Misalnya, meskipun hal ini membuat hidup banyak orang lebih mudah, persalinan dalam semalam mengorbankan waktu tidur seseorang dan pada akhirnya kesehatan mereka secara keseluruhan.
Orang mungkin berpikir bahwa pekerja shift malam bisa mendapatkan durasi tidur yang sama di siang hari untuk mengimbangi kekurangan tidur, namun ini adalah gagasan yang berbahaya.

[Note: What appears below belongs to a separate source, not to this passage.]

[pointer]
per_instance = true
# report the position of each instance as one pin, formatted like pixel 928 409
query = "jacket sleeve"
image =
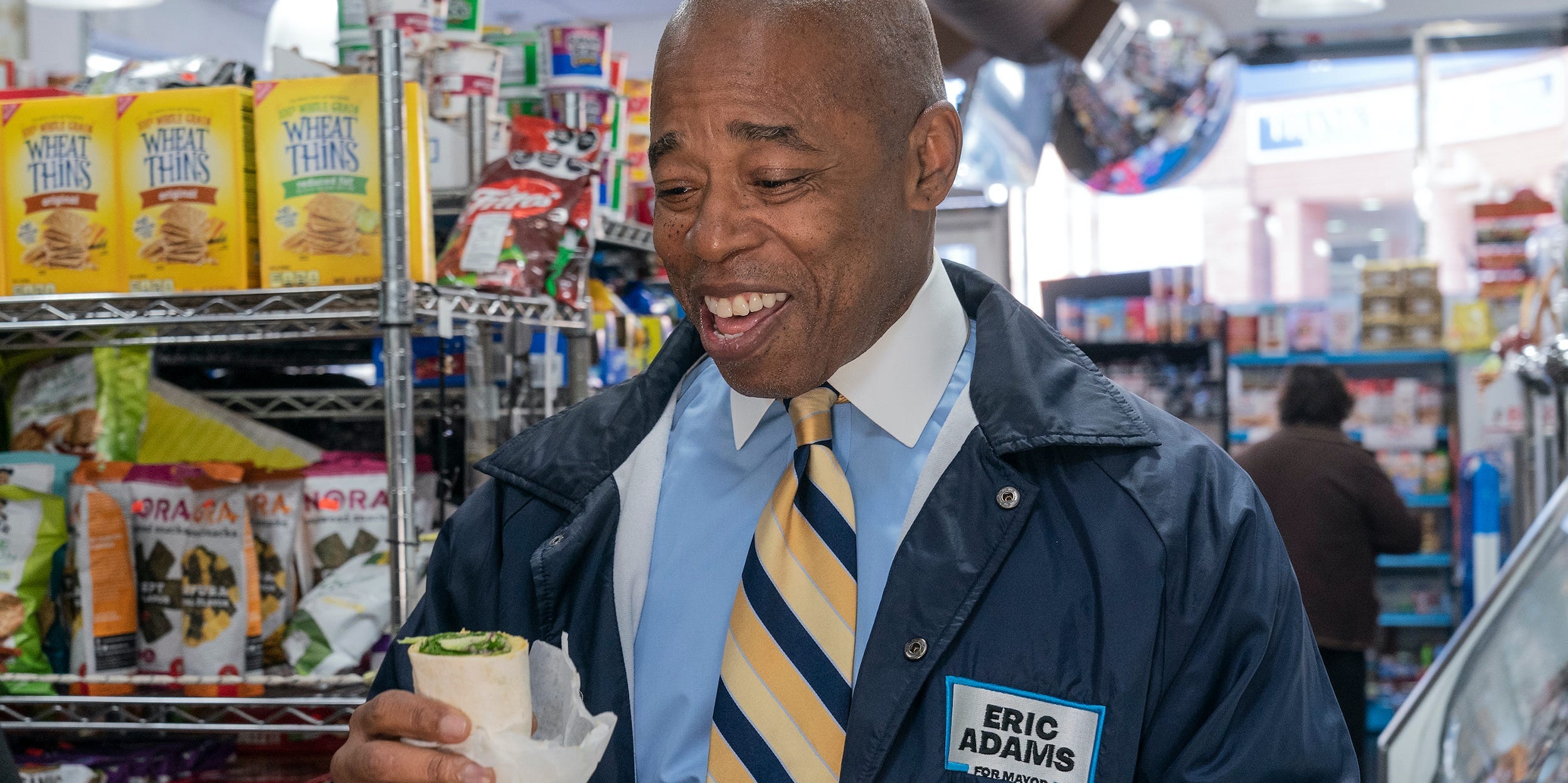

“Dalam semua penelitian yang telah dilakukan, kami melihat bahwa 97 persen individu tidak beradaptasi dengan tuntutan bekerja di malam hari,” kata Russell. “Dan sekarang ada bukti kuat bahwa jika tidur kita terganggu secara besar-besaran di usia paruh baya, maka ada peningkatan risiko demensia di tahun-tahun berikutnya,” kata direktur Sir Jules Thorn Sleep and Circadian Neuroscience Institute di Oxford, Inggris. .

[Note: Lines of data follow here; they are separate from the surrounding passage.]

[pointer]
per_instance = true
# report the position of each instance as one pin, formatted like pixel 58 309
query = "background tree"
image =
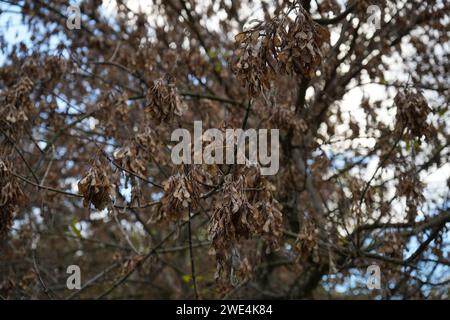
pixel 86 176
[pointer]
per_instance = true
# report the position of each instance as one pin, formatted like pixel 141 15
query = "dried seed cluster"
pixel 281 46
pixel 10 196
pixel 95 187
pixel 236 218
pixel 164 102
pixel 134 157
pixel 412 113
pixel 181 192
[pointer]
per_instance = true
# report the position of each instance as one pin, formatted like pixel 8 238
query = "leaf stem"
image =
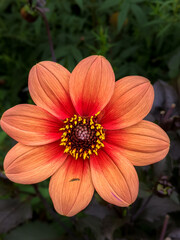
pixel 48 32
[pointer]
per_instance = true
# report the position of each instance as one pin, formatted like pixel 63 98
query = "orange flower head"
pixel 86 132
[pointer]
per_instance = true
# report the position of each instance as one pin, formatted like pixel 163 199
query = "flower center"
pixel 82 136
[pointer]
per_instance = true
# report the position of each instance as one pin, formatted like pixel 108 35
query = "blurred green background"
pixel 138 37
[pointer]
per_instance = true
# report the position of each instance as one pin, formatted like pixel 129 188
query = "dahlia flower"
pixel 85 132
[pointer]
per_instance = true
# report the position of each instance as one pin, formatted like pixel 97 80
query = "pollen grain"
pixel 82 136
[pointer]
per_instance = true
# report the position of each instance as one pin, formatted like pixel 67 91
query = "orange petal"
pixel 131 102
pixel 49 88
pixel 114 177
pixel 144 143
pixel 31 125
pixel 71 187
pixel 29 165
pixel 91 85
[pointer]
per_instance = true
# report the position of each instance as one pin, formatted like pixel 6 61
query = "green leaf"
pixel 2 136
pixel 108 4
pixel 12 213
pixel 139 14
pixel 123 14
pixel 80 4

“Jadi hal ini menimbulkan beberapa isu penting tentang kewajiban perawatan dan apa yang dapat dilakukan pengusaha untuk memperbaiki kondisi pekerja shift malam dan mengurangi beberapa masalah yang mereka hadapi,” katanya, menyerukan agar kesadaran akan masalah tersebut didorong.
“Kegagalan masyarakat dalam memahami ilmu ritme sirkadian menunjukkan pemborosan sumber daya dan hilangnya peluang besar untuk meningkatkan kesehatan di setiap tingkat.”